You will know the residue modulo $10^3$, thus the last three digits, if you first get the residues modulo $2^3=8$ and modulo $5^3=125$.
$N$ is obviously a multiple of $8$, thus $N\equiv 0\bmod 8$.  Which leaves $\bmod 125$.
The base $2032\equiv 32$.  When this is raised to a power, the residue of this power depends only on the residue of the exponent $\bmod 100$ where $100$ is the Euler totient of $125$.  But the exponent on $2032$ has the form
$2031^{10k}=(2030+1)^{10k}=(\text{binomial expansion})=100m+1$
So $N\equiv 32^1\equiv 32\bmod 125$.  The only multiple of $8$ between $0$ and $999$ satisfying this result is $32$ itself so ... $N\equiv 32\bmod 1000$.  Meaning the last three digits were there all along, the $\color{blue}{032}$ in the base $2032$!
A: Don't be scared.  If it turns into a monster and eats you, run away after you throw stones at it.  Don't run away before throwing stones just because it looks like a monster.
$2032^{monster}$ and $1000$ are relatively prime so we can't use Euler theorem but we can break it down with Chinese remainder theorem.
$2032^{monster} = 0 \pmod 8$ and so we just need to solve $2032^{monster} \pmod {125}$ and for that we can use Euler Theorem.  
$\phi(125=5^3) = (5-1)*5^{3-1} = 100$.  
So $2032^{monster} \equiv 32^{monster \% 100}$.
And $monster = 2031^{littlemonster}\equiv 31^{littlemonster}\pmod {100}$
$31$ and $100$ are relatively prime and $\phi(100)= 40$ so
$31^{littlemonster} \equiv 31^{littlemonster \% 40} \pmod {100}$.
$littlemonster = 2030^{smallmonster}$ but $5|2030$ and as $smallmonster > 2$ we know $8|2^{smallmonster}$ and $2^{smallmonster}|2030^{smallmonster}$.

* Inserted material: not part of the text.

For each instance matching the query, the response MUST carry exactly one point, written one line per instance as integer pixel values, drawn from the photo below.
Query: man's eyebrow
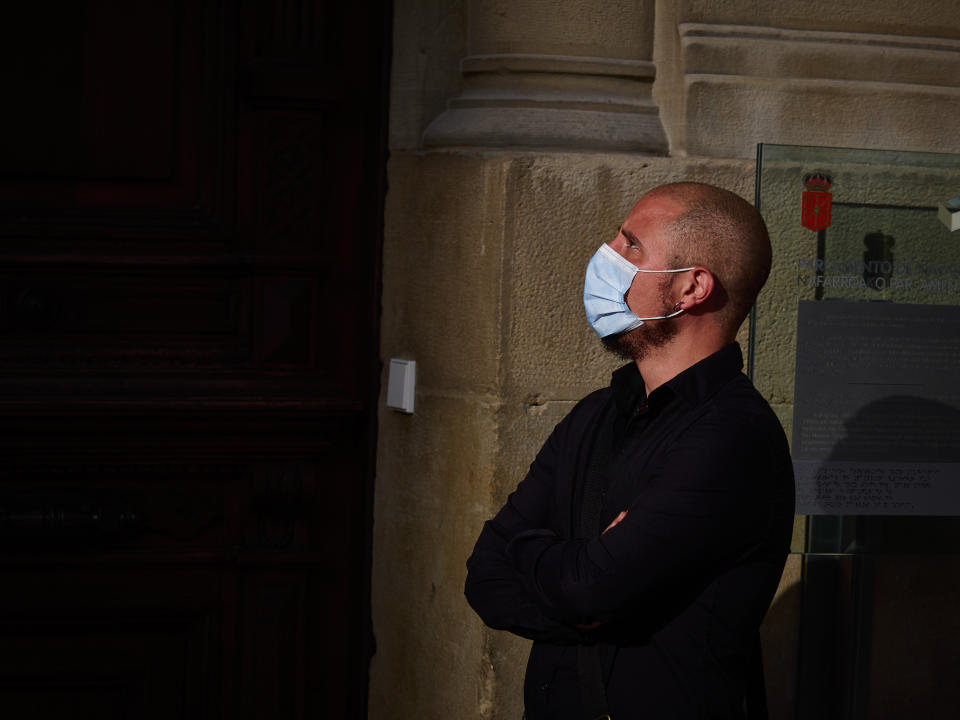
(629, 236)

So $littlemonster \equiv 0 \pmod {40}$.
$2031^{littlemonster} \equiv 31^0 \equiv 1 \pmod {100}$
So $2032^{monster} \equiv 32 \pmod {125}$
So $2032^{monster} \equiv 0 \pmod 8$ and $2032^{monster} \equiv 32 \pmod {125}$.
As $8|32$ we are done.  $2032^{monster} \equiv 32 \pmod {1000}$.
and the last three digits are $032$.
A: By the Chinese Remainder Theorem, if you want to find what remainder a given number has when divided by $1000$, you can split that into 2 problems: Find the remainder$\mod 8$ and$\mod 125$. Obviously
$$z_0:=2032^{2031^{2030^{\dots^{2^{1}}}}} \equiv 0 \pmod 8$$
What remains to be found is $x_0 \in [0,124]$ in
$$z_0 \equiv x_0 \pmod {125}.$$
As $z_0$ is now coprime to $125$, you can apply Euler's theorem now. With
$$z_1:=2031^{2030^{\dots^{2^{1}}}}$$
and 
$$\phi(125)=100$$ the new problem becomes to find $x_1 \in [0,99]$ in
$$z_1 \equiv x_1 \pmod {100}$$
and then use
$$32^{x_1} \equiv x_0 \pmod {125}$$
to find $x_0$.
So this reduced the original problem$\mod 1000$ to a smaller problem$\mod 100$.
Applying this reduction procedure a few more times (using the Chinese Remainder Theorem if appropriate), should result in congruences with smaller and smaller module that can in the end be solved (e.g $\mod 2$). 
Then to solve the original problem you need to back-substitute the calculated $x_i$ to get $x_{i-1}$, just as outlined for $x_1,x_0$ above.